Sie sehen stundenlang fern, statt den Unterricht zu besuchen. Mit Benedict Schuster, Kerstin Susanne Pesch und Florian Schweikowski würden wohl viele Schüler gern tauschen.

Von Samstagmorgen bis zum späten Mittwochabend schauen sich die Albert-Schweitzer-Gymnasiasten in der Publikumsjury "Marler Gruppe" alle Fernsehspiele und Serien an, die für den Adolf-Grimme-Preis nominiert sind.

Gepackt hat sie zum Beispiel der knallharte Thriller "Wut" (ARD), in dem ein Teenager aus gutem Haus von dem Anführer einer türkischen Gang terrorisiert wird. Die Gewalt eskaliert - und führt am Ende zur Katastrophe. Schon die Nominierungskommission hat über diesen Film heftig gestritten.

Das Dauer-Fernsehen im Medienraum des Gymnasiums ist eine willkommene Abwechslung zum Unterricht, aber nicht minder anstrengend. 23 Sendungen - meist über eineinhalb Stunden - müssen aufmerksam gesichtet, besprochen und diskutiert werden.

Dabei werden die Schüler unterstützt von erfahrenen Juroren wie Jochen Stelzer, dem Sprecher der Publikumsjury, Monika Kaczerowski, Hans-Georg Godehardt und Ina Rüth-Godehardt.

Am Ende einigt sich die 17 Mitglieder starke Gruppe auf einen Beitrag, dem sie den Publikumspreis geben wird. Auf der Marler Theaterbühne werden die jungen Juroren dann ihr Urteil begründen und gemeinsam mit Bürgermeisterin Uta Heinrich die Auszeichnung überreichen.

Welcher Film bei der Publikumsjury gute Chancen hat, wird nicht verraten.
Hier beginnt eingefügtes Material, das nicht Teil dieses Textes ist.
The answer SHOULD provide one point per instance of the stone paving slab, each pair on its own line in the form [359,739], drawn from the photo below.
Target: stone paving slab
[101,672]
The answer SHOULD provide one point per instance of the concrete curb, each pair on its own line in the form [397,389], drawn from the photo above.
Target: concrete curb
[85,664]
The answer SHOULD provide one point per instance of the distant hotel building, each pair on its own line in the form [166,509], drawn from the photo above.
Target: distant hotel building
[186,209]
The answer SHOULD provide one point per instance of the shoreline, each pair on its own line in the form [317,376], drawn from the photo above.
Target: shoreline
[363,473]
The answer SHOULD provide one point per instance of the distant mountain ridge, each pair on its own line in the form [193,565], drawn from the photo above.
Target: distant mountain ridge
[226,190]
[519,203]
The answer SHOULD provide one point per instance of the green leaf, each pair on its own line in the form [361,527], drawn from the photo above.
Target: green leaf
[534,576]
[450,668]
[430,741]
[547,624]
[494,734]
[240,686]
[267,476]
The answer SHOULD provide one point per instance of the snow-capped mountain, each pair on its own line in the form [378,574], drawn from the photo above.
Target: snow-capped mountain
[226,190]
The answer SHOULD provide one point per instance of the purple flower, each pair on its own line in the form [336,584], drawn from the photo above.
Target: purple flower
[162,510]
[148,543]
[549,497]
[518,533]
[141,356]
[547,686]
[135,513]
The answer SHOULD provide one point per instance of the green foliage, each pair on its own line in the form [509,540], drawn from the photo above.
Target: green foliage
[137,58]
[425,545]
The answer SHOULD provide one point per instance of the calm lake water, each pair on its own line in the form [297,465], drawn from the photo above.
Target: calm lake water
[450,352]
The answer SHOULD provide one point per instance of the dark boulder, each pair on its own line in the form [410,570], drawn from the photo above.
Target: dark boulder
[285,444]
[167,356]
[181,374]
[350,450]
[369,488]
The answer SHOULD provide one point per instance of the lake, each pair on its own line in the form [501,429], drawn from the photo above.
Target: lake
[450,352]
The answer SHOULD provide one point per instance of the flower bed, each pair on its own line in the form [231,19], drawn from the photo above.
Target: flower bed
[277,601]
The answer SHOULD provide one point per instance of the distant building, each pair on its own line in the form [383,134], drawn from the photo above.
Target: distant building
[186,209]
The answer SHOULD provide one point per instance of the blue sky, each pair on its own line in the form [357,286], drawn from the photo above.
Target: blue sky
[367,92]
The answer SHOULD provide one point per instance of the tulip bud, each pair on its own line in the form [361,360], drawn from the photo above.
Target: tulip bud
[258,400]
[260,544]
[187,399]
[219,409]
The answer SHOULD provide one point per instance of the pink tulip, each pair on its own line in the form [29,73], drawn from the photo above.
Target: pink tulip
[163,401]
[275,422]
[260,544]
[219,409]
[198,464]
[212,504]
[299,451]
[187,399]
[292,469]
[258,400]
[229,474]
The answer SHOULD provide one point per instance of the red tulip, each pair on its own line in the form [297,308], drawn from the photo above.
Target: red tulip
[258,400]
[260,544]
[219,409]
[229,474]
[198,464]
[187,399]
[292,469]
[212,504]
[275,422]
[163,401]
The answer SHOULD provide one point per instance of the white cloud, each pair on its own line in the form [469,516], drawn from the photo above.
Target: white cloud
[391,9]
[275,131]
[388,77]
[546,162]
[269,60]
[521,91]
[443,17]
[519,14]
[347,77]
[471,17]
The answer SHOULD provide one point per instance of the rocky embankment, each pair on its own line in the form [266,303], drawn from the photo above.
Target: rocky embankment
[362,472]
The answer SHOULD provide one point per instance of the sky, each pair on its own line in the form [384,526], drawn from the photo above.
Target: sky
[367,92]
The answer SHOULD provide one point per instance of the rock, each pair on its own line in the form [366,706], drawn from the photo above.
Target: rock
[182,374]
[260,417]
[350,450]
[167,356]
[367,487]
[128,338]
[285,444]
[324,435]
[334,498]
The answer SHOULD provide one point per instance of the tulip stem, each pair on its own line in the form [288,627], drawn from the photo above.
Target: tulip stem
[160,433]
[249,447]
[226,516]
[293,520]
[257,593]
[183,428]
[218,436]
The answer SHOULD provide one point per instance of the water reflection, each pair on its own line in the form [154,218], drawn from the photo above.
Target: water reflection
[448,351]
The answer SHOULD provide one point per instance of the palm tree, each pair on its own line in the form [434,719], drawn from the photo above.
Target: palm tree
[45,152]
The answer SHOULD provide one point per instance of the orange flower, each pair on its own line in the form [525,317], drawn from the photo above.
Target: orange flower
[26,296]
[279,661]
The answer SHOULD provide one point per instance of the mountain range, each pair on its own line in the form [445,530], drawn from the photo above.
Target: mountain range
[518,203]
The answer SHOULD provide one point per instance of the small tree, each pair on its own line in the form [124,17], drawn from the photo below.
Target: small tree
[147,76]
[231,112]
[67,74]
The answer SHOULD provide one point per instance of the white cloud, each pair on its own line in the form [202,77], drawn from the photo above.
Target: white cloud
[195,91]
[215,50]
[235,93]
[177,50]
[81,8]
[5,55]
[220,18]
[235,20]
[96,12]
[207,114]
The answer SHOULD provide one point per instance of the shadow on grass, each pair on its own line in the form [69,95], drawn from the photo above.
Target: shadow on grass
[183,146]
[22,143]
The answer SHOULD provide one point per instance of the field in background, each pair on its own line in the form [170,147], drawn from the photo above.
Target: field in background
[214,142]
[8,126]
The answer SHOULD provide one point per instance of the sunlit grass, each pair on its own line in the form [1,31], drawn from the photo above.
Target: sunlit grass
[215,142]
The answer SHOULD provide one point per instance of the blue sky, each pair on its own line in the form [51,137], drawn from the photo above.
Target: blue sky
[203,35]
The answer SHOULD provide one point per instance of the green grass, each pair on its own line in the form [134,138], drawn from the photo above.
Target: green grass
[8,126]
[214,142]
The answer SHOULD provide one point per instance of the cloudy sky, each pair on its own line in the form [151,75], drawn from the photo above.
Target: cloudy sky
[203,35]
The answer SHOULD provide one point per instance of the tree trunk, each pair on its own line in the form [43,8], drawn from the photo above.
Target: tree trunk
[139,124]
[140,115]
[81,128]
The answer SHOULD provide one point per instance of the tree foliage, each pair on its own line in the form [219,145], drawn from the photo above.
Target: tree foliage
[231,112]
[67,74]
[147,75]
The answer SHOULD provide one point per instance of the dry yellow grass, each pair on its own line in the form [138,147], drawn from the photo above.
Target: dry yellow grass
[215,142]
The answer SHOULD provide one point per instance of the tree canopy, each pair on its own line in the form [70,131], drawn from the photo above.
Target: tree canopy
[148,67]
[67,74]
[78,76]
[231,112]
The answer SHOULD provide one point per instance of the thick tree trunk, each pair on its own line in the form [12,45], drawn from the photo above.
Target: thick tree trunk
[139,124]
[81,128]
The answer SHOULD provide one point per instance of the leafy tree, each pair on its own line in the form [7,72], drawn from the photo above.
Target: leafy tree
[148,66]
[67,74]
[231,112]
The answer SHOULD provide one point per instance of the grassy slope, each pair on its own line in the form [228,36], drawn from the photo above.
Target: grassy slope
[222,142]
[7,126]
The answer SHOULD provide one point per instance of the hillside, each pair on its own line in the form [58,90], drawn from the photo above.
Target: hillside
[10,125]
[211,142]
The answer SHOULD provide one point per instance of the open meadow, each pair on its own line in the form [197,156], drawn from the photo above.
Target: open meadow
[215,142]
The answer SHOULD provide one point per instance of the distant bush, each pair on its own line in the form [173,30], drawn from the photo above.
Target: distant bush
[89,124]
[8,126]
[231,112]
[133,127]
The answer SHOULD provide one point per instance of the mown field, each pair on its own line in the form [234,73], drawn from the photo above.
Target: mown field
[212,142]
Denn auch für sie gilt das Gebot strengster Geheimhaltung.

Die Marler Gruppe gibt es schon seit fast 40 Jahren. 1968 wurde sie als fernsehkritische Arbeitsgemeinschaft der insel-Volkshochschule gegründet.

Seit einigen Jahren legt die Publikumsjury Wert auf den "jungen Blick aufs Programm". Seither wirken Schüler an der Entscheidung über die beste Dokumentation oder das beste Fernsehspiel mit.